The configuration uses the dataos:// URI scheme
Authentication and SSL/TLS are handled by the Depot service
Secrets and connection details are centrally managed

Prerequisites¶

The following are the requirements for enabling Batch Data Movement in MongoDB:

Database User Permissions¶

The connection user must have at least read privileges on the source collection:

{
  "role": "read",
  "db": "<database_name>",
  "collection": "<collection_name>"
}

Pre-created MongoDB Depot¶

A Depot must exist in DataOS with read-write access. To check the Depot, go to the Metis UI of the DataOS or use the following command:

dataos-ctl resource get -t depot -a

#Expected Output
NFO[0000] 🔍 get...                                     
INFO[0000] 🔍 get...complete 
|    NAME      | VERSION | TYPE  | STATUS | OWNER    |
| ------------ | ------- | ----- | ------ | -------- |
| mongodbdepot | v2alpha | depot | active | usertest |

If the Depot is not created, use the following manifest configuration template to create the MongoDB Depot:

MongoDB Depot Manifest

name: ${{depot-name}}
version: v2alpha
type: depot
tags:
    - ${{tag1}}
    - ${{tag2}}
layer: user
depot:
  type: mongodb                                 
  description: ${{description}}
  compute: ${{runnable-default}}
  mongodb:                                          
    subprotocol: ${{"mongodb+srv"}}
    nodes: ${{["clusterabc.ezlggfy.mongodb.net"]}}
  external: ${{true}}
  secrets:
    - name: ${{instance-secret-name}}-r
      allkeys: ${{true}}

    - name: ${{instance-secret-name}}-rw
      allkeys: ${{true}}

Info

Update variables such as name, owner, compute, layer, etc., and contact the DataOS Administrator or Operator to obtain the appropriate secret name.

Sample Workflow Config¶

name: nb-mdb-test-01
version: v1
type: workflow
tags:
    - workflow
    - nilus-batch
description: Nilus Batch Workflow Sample for MongoDB to S3 Lakehouse
workspace: research
workflow:
  dag:
    - name: nb-job-01
      spec:
        stack: nilus:1.0
        compute: runnable-default
        resources:
          requests:
            cpu: 100m
            memory: 128Mi
        logLevel: INFO
        stackSpec:
          source:
            address: dataos://mongodbdepot
            options:
              source-table: "retail.customer"
          sink:
            address: dataos://testinglh
            options:
              dest-table: mdb_retail.batch_customer_1
              incremental-strategy: replace
              aws_region: us-west-2

Info

Ensure that all placeholder values and required fields (e.g., connection addresses, slot names, and access credentials) are properly updated before applying the configuration to a DataOS workspace.

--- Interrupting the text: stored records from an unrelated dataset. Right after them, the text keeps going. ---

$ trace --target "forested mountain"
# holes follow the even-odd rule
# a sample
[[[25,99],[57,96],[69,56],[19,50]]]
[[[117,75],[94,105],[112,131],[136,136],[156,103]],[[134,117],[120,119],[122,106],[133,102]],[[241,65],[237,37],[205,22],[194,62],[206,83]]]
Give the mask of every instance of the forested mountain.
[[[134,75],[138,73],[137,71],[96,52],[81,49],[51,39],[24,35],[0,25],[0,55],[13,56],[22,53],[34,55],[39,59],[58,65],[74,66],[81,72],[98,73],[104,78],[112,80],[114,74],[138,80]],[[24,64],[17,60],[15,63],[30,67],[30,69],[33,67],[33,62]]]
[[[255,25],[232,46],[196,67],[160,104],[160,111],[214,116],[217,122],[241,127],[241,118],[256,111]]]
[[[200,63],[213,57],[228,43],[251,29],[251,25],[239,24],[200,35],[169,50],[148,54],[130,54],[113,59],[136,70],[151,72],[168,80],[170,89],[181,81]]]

Deploy the manifest file using the following command:

dataos-ctl resource apply -f ${{path to the Nilus Workflow YAML}}

Supported Attribute Details¶

Nilus supports the following source options for MongoDB:

Option	Required	Description
`source-table`	Yes	Format: `database.collection` or `database.collection:[aggregation_pipeline]`
`filter_`	No	MongoDB filter document to apply
`projection`	No	Fields to include/exclude in the result
`chunk_size`	No	Number of documents to load in each batch (default: 10000)
`parallel`	No	Enable parallel loading (default: false)
`data_item_format`	No	Format for loaded data (`object` or `arrow`)
`incremental-key`	No	Field used for incremental batch ingestion
`interval-start`	No	Optional lower bound timestamp for incremental ingestion
`interval-end`	No	Optional upper bound timestamp for incremental ingestion

Info

Nilus supports incremental batch ingestion by using a field (e.g., updated_at) to identify new or updated documents.

Field must be indexed for performance
Field must be consistently present in documents

Batch ingestion can be driven by MongoDB aggregation pipelines, enabling complex transformations before loading.